This species is known from Nyasoso on the south-west side of Mount Kupe at 910m asl, and from 800-1,200m asl in the Bakossi Mountains (including the Mwendelengo Mountains), Cameroon. A specimen collected in the vicinity of Nkongsamba (Maholé, 10km north-west of Tombel, Bakossi Forest Reserve, at 300-350m asl), may also belong to this species, as may specimens from Mofako in the Rumpi Hills. However, it is not believed likely to occur much more widely, given its specific habitat preferences and lack of habitat in the general area.
Habitat and Ecology
On Mount Kupe, this species was found in a transition zone between good quality secondary forest and undisturbed primary forest. The species has been found during the day along a stream, under rocks in a partly dried-up river basin, and on stony ground between wet, very low vegetation in the spray zone of a small, artificial waterfall. It is presumed to be a larval developer.

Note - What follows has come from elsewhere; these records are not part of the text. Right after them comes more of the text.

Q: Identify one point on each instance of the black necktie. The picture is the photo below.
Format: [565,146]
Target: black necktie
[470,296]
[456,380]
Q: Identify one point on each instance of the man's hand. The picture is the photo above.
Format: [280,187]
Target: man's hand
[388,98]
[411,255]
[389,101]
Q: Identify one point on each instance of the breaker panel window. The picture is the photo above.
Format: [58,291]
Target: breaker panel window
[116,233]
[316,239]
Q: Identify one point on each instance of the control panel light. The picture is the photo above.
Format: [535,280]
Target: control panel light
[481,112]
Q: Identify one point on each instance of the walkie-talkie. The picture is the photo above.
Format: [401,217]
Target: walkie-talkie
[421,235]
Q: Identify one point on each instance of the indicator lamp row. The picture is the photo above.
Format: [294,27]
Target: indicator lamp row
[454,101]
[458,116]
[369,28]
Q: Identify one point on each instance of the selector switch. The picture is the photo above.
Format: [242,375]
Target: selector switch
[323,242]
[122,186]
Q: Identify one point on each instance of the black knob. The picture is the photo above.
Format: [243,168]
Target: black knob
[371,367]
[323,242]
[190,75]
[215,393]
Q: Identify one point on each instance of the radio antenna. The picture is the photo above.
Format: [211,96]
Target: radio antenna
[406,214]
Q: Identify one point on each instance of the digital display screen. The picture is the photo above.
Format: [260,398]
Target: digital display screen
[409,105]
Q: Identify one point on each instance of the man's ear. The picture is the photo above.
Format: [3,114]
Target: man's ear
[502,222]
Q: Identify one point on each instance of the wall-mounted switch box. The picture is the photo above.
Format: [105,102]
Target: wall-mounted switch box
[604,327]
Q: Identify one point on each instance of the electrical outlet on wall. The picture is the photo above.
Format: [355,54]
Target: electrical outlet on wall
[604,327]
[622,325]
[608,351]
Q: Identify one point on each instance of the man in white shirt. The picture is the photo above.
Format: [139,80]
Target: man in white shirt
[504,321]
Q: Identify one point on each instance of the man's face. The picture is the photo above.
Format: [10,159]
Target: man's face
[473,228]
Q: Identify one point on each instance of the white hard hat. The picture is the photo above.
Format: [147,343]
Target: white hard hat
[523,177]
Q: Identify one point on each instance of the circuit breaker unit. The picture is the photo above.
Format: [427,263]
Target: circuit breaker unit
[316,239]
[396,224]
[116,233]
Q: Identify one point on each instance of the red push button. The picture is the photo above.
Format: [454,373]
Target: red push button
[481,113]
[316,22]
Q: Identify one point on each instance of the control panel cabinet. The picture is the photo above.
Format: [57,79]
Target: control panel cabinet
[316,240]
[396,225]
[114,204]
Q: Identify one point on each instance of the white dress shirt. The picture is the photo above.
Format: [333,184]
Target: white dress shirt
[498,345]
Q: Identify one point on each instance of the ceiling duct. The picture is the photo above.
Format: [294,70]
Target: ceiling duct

This species is often locally abundant.
The habitat of this species is being steadily deforested for cultivation (particularly since human populations in the area are growing quickly) and several logging companies hope to start large-scale logging operations soon in the Bakossi/Mwendelengo Mountains. Even if deforestation does not eliminate the habitat of this species, it is likely to significantly alter temperature, humidity, and available food, and so have serious consequences for this species which, like its congeners, is dependent on high humidity. Near Nyassosso, the household use of detergents in rivers is also a potential threat.
An ecotourism project has been established at Mount Kupe for some time, and aims to reduce hunting and agricultural expansion. In addition, a Strict Nature Reserve (Réserve Écologique Intégrale) has been proposed for the area. A management plan has been in preparation with the aim of designating most of the Bakossi Mountains as Protection Forest (55,000ha).
Red List Status
Listed as Endangered since it is not likely to occur much outside the limited area and few locations from which it is currently known, thus certainly has an extent of occurrence of less than 5,000 km2, and its habitat is undergoing continuing declines in both quality and area.